Whatever you choose, nearly any practice of intermittent fasting that still allows you to get sufficient nutrition will help you live a healthier and longer life. It can not only increase your energy levels and mental clarity, but also forestall cancer, cardiac disease, diabetes, and stroke.

In addition to fasting, decreasing or eliminating sugar from your diet can have immediate positive effects.

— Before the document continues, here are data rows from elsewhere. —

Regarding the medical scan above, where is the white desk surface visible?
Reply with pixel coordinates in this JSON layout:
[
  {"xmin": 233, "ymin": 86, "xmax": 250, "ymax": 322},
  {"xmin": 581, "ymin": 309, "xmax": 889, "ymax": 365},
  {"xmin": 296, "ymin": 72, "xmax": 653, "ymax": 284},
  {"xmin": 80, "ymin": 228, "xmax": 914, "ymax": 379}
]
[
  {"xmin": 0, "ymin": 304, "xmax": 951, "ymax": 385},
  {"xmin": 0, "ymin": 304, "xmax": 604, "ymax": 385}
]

Reduced blood sugar levels have been linked to lower blood pressure and cholesterol, and have been shown to lower the risk of heart attack, stroke, and heart-related death.

For example, while it’s not easy, I started a 22-day sugar-free fast inspired by Dr. Guillermo Rodríguez Navarrete, and it’s transformed my life. Any sugar cravings are gone, my desire to snack is gone, and both my body fat and overall weight have decreased.

Best of all, I was on a low-level blood pressure medicine, and since going on the sugar-free fast, I no longer need it!

Mindset & Purpose

After sleep, exercise, and diet your mindset is the fourth basic practice that you can change right now to live a healthier and longer life.

As I’ve written previously, your mindset is a function of so many factors: Who do you spend time with? What do you read? What do you have on your walls? What media do you consume?

All of these things and more.

But a person who wants to live to 100 or 120 years old must have purpose in their life.

Otherwise, what’s the point of living longer?

Not simply living for the sake of another birthday, but truly living with a purpose in mind that is inspiring and motivating.

That’s why I’ve made taking an active approach to understanding and crafting mindsets, including a Longevity Mindset and a Purpose-Driven Mindset, the critical foundation of my Abundance 360 program.